Le plancher de bois vibrait. Les lumières tournaient en rondes saccadées. Les vibrations, les sons, les ombres et les lumières. Rien, plus rien n'importait plus, alors, plus rien. Elle entrait dans un autre monde, gommait sa vie dans un tempo étrange.
Elle posait son elle au coin de la table. Elle laissait sa carte de visite virtuelle à côté d'eux. Puis elle s'avançait sans réfléchir, là ; là où de l'espace était libre.
Elle n'était plus avec eux. Elle dansait. Dans un océan de sons. Qui la transformait en poisson fluide. Aveugle. Son corps bougeait de ses yeux fermés. Ses pieds ne se déposaient plus au sol. Elle flottait. Tournait. Seule, toujours seule. Elle aimait ne plus être rien d'autre que son bassin mouvant, que ses épaules libérées. Elle dansait dans sa tête, dans son ventre. Savourait la paix qui l'envahissait, les muscles qui se libéraient des contraintes.
Eux ? Ils la regardaient. Mais elle était aveugle. Ne le savait que parce qu'ils le lui disaient. Elle ouvrait parfois ses paupières, souriait aux inconnus assis, dont les chaussures battaient la cadence. Elle ne pouvait s'asseoir. Il lui fallait glisser sur les partitions, devenir membrane de batterie, corde de guitare. C'était une force qui l'habitait, une joie, une liberté exquise. Elle n'avait plus d'âge, plus de squelette. Libre. Elle était vent et nuages, ondes fraîches en vagues déferlantes. danseuse_bleue
Parfois un bras saisissait sa taille pour accompagner ses mouvements. Parfois elle souriait et se partageait en théâtre de mouvements. Elle se prêtait au jeu, brièvement. Donnait les ondulations de son corps en empreintes fortes. Dansait à deux corps. Mais ils apprenaient vite qu'elle n'aimait que la force libérée de son corps isolé d'eux.

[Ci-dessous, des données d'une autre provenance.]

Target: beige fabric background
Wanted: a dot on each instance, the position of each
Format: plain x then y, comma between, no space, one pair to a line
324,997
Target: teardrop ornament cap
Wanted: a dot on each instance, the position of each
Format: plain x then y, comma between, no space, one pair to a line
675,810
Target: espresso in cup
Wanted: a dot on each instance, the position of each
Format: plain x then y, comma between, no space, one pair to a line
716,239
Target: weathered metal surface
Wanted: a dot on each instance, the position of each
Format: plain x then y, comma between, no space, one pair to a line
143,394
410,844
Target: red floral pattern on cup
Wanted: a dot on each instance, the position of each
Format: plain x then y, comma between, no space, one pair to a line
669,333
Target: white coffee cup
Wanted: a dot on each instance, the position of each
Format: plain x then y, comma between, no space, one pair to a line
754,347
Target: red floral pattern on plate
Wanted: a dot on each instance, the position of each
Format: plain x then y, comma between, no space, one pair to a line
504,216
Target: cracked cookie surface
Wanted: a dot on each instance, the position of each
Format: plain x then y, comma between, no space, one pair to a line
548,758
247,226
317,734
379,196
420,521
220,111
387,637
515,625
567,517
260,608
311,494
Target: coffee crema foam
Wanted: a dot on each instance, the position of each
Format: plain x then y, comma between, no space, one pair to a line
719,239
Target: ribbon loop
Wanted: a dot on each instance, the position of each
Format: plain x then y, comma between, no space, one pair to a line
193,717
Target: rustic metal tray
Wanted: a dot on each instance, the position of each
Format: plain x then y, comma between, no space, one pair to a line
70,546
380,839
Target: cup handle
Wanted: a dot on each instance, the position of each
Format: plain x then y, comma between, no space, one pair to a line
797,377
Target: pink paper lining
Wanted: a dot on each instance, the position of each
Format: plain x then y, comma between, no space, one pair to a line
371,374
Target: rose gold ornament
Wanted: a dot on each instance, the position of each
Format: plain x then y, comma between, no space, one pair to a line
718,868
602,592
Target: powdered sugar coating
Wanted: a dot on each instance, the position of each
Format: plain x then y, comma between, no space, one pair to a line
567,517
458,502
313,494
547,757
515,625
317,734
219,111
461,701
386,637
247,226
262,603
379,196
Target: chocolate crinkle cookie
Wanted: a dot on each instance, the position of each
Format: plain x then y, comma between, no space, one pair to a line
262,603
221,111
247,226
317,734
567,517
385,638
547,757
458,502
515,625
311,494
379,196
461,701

Puis elle ouvrait les yeux, essuyait son cou perlé de sueur, allait s'asseoir un peu, dans la fraîcheur d'une salle. Parlait avec ces individus qui la connaissaient, elle, la danseuse solitaire. Parce qu'elle aimait aussi bavarder, de leur vie, de leurs drôles de chemins vers cette endroit de pénombre mouvante. Parler de tout et rien. Avec eux qui respectaient sa solitude. Elle était si différente. Dans son autre vie. Comment croire que c'était bien elle, qui pouvait jusqu'à l'aube laisser la musique l'envahir ?  Elle la danseuse solitaire au sourire posé, aux yeux clos ? Quand elle partageait un repas avec eux, parlait de sa vie si bien réglée, comme papier à musique, ils laissaient la surprise apparaître. Sa sensualité avait trouvé dans la danse le chemin de la liberté. Comment bouger ainsi à la lumière du quotidien ? Comment laisser son bassin onduler ? Ses pieds s'envoler ? Elle marchait vite et droit, les deux pieds au sol, alors. Elle était une autre. Quand la nuit arrivait, parfois, elle dansait. Jusqu'à l'aube. Apaisée et heureuse.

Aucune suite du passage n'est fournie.